Depuis le 1er février 2008, tous les membres du GIP-IDS ont théoriquement accès au SNIIRAM sur demande. Dans la pratique, « ce sont essentiellement les fédérations hospitalières qui ont effectué en février-mars les premiers tirages » de données du SNIIRAM, précise Christian Babusiaux, président du GIP-IDS. Ces mêmes fédérations hospitalières publiques et privées se sont mises d’accord pour mettre à disposition leurs données respectives. Yves Gaubert, en charge des finances de la Fédération hospitalière de France (FHF), souhaite que cette transparence en matière de tarifs de séjours, d’honoraires médicaux et de dépassements viendra à bout du « fantasme de la convergence tarifaire » desparlementaires. L’hôpital public se voit souvent reprocher de coûter plus cher que les cliniques privées parce que « des informations souvent erronées circulent au moment du débat parlementaire » sur le budget de la Sécurité sociale, argue ce responsable de la FHF.
Au Collectif interassociatif sur la santé (CISS, regroupant les associations de patients et d’usagers), Danièle Desclerc-Dulac attend du partage des données « de la visibilité pour pouvoir engager une action sur telle ou telle thématique ». À partir de ces données « totalement anonymisées, heureusement », le CISS « aimerait pouvoir travailler sur les restes à charge des patients », après remboursement des caisses et des complémentaires.
Accès élargi. Le grand partage des données de santé, sous l’impulsion du GIP-IDS, s’apprête à franchir une nouvelle étape avant l’été. Un arrêté ministériel (suspendu au feu vert de la CNIL) va autoriser aussi les membres des membres du GIP-IDS à accéder à ces précieuses statistiques. En clair, le cercle des initiés va s’ouvrir aux syndicats de praticiens libéraux fédérés par l’Union nationale des professions de santé (UNPS), aux associations de patients et d’usagers membres du CISS, et aux composantes de l’Union nationale des organismes complémentaires d’assurance-maladie (UNOCAM), c’est-à-dire la Mutualité française, la Fédération française des sociétés d’assurance (FFSA) et le Centre technique des institutions de prévoyance (CTIP). « On leur ouvre les données de santé agrégées de l’assurance-maladie et les données individuelles anonymisées des professionnels de santé, ce qui n’était pas prévu au départ », explique Yvon Merlière, directeur adjoint à la direction de la stratégie, des études et de la statistique à la CNAM. Autre nouveauté : la Sécu va commencer à facturer « le temps machine » qu’elle consacre aux requêtes extérieures alors que ce service était gratuit jusqu’à présent.
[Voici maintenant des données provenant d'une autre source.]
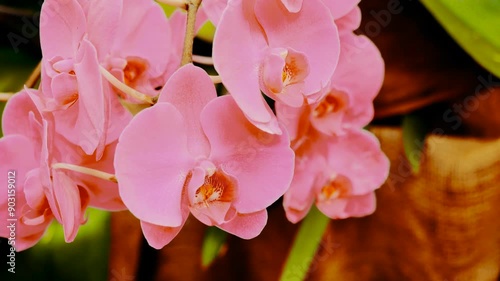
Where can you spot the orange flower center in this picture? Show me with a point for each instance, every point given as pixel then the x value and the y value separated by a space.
pixel 215 188
pixel 338 187
pixel 133 70
pixel 330 104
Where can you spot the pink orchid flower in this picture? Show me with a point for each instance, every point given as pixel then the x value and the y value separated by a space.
pixel 346 103
pixel 18 158
pixel 129 38
pixel 31 147
pixel 338 174
pixel 260 46
pixel 194 152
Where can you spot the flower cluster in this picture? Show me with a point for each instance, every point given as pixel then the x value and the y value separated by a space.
pixel 224 159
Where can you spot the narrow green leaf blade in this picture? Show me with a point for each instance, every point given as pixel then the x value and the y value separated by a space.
pixel 213 242
pixel 305 245
pixel 414 132
pixel 475 25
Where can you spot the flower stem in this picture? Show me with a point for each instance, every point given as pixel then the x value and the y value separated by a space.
pixel 305 246
pixel 187 53
pixel 175 3
pixel 203 60
pixel 125 88
pixel 5 96
pixel 85 170
pixel 35 76
pixel 216 79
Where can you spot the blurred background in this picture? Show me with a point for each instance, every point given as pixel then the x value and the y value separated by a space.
pixel 437 118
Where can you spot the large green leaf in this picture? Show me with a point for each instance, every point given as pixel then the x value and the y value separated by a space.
pixel 53 259
pixel 213 242
pixel 475 25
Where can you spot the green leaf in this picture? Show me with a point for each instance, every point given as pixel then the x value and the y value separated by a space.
pixel 86 258
pixel 305 245
pixel 213 243
pixel 15 70
pixel 475 25
pixel 414 132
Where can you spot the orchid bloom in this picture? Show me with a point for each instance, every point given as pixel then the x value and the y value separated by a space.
pixel 194 152
pixel 81 38
pixel 290 57
pixel 338 174
pixel 45 192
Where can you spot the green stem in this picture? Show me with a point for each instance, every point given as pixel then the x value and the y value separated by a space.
pixel 305 246
pixel 187 53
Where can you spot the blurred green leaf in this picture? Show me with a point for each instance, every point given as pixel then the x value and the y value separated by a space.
pixel 14 71
pixel 475 25
pixel 305 245
pixel 213 242
pixel 414 132
pixel 53 259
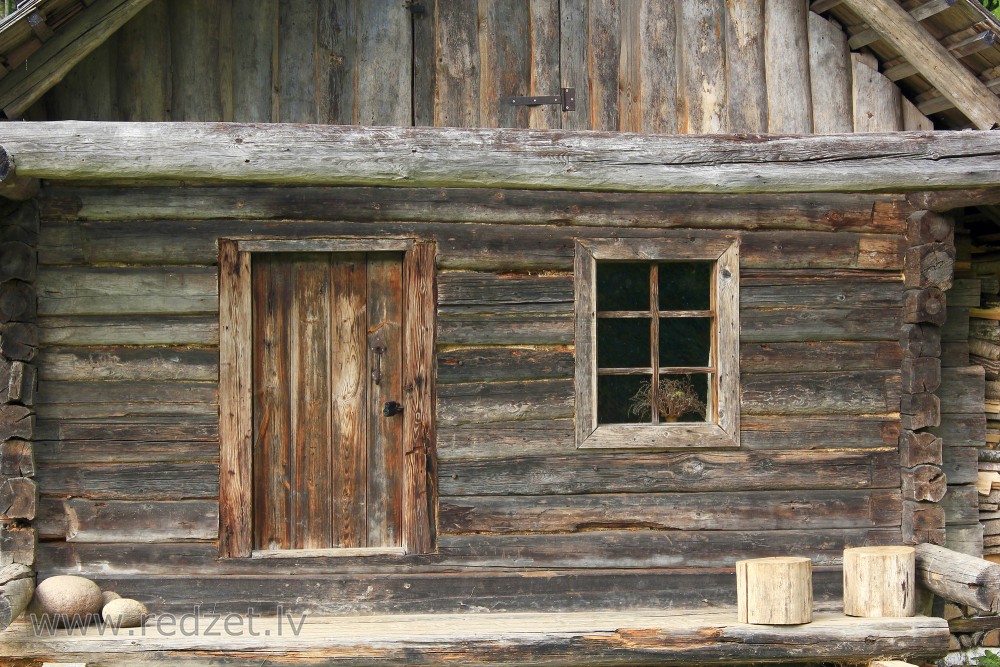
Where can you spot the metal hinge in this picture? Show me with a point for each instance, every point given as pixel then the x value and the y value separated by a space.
pixel 566 98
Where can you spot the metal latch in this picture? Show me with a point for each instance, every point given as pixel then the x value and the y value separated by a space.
pixel 566 98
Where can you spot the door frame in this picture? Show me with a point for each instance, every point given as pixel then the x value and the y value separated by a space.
pixel 236 387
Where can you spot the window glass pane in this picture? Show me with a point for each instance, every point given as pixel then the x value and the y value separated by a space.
pixel 683 398
pixel 685 341
pixel 623 343
pixel 623 285
pixel 685 285
pixel 623 399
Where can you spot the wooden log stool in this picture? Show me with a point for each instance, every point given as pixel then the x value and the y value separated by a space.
pixel 774 591
pixel 880 581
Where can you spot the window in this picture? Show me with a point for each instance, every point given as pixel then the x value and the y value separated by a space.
pixel 326 364
pixel 657 342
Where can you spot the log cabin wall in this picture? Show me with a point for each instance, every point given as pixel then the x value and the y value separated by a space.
pixel 688 66
pixel 128 416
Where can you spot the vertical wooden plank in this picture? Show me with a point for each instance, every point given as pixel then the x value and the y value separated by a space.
pixel 143 84
pixel 297 67
pixel 336 46
pixel 254 23
pixel 348 396
pixel 877 106
pixel 585 279
pixel 658 66
pixel 786 49
pixel 419 434
pixel 274 475
pixel 544 62
pixel 704 56
pixel 310 405
pixel 424 63
pixel 505 52
pixel 457 74
pixel 235 402
pixel 574 56
pixel 630 93
pixel 385 434
pixel 913 120
pixel 195 52
pixel 385 63
pixel 746 83
pixel 829 77
pixel 604 31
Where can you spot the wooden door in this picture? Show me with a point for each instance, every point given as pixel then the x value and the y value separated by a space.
pixel 327 358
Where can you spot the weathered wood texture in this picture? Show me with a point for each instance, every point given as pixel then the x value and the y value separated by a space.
pixel 332 155
pixel 651 67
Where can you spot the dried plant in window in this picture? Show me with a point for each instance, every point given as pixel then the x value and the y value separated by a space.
pixel 674 399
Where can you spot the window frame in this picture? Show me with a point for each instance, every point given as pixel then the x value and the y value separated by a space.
pixel 236 387
pixel 724 432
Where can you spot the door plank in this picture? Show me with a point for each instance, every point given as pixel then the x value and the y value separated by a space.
pixel 385 434
pixel 348 398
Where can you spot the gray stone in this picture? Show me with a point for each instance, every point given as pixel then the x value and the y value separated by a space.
pixel 125 613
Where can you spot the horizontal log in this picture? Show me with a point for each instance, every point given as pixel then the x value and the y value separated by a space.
pixel 122 522
pixel 480 247
pixel 864 392
pixel 128 364
pixel 880 213
pixel 672 472
pixel 756 510
pixel 119 291
pixel 795 357
pixel 443 157
pixel 959 578
pixel 920 340
pixel 131 481
pixel 129 330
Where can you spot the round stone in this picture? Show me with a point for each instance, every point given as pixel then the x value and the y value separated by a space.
pixel 125 613
pixel 67 596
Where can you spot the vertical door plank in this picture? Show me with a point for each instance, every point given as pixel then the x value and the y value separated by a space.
pixel 296 80
pixel 235 402
pixel 505 52
pixel 787 59
pixel 385 63
pixel 424 64
pixel 309 389
pixel 604 31
pixel 704 56
pixel 544 62
pixel 348 397
pixel 275 476
pixel 574 55
pixel 746 84
pixel 254 25
pixel 658 66
pixel 419 436
pixel 196 51
pixel 144 65
pixel 630 92
pixel 829 77
pixel 457 74
pixel 336 47
pixel 385 434
pixel 877 105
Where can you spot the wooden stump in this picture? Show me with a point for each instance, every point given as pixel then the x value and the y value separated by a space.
pixel 880 581
pixel 774 591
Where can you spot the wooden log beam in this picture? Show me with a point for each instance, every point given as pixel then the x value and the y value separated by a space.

L’amertume des complémentaires. Le partage élargi des données qui se dessine semble diversement apprécié. En tant que leader du syndicat CSMF et président de l’UNPS, Michel Chassang espère obtenir des études statistiques utilisables comme « arguments de défense face au Conseil de la concurrence » (2) ou comme éléments de négociation face aux caisses. Il trouve « légitime » que les professionnels de santé aient largement accès aux données qu’ils produisent collectivement. Mais, nuance le Dr Chassang, « nous ne sommes pas d’accord pour un large accès des organismes complémentaires ».
Pour le directeur général de la Mutualité française, au contraire, le partage envisagé laisse un goût de trop peu. Daniel Lenoir juge « vexatoire » le fait d’interdire la consultation de l’ÉPIBAM aux familles de complémentaires. « Nous devons demain négocier le secteur optionnel, explique Daniel Lenoir. Mais on ne peut pas négocier dans un souterrain et prendre des engagements sur des dépenses que l’on ne connaît pas. »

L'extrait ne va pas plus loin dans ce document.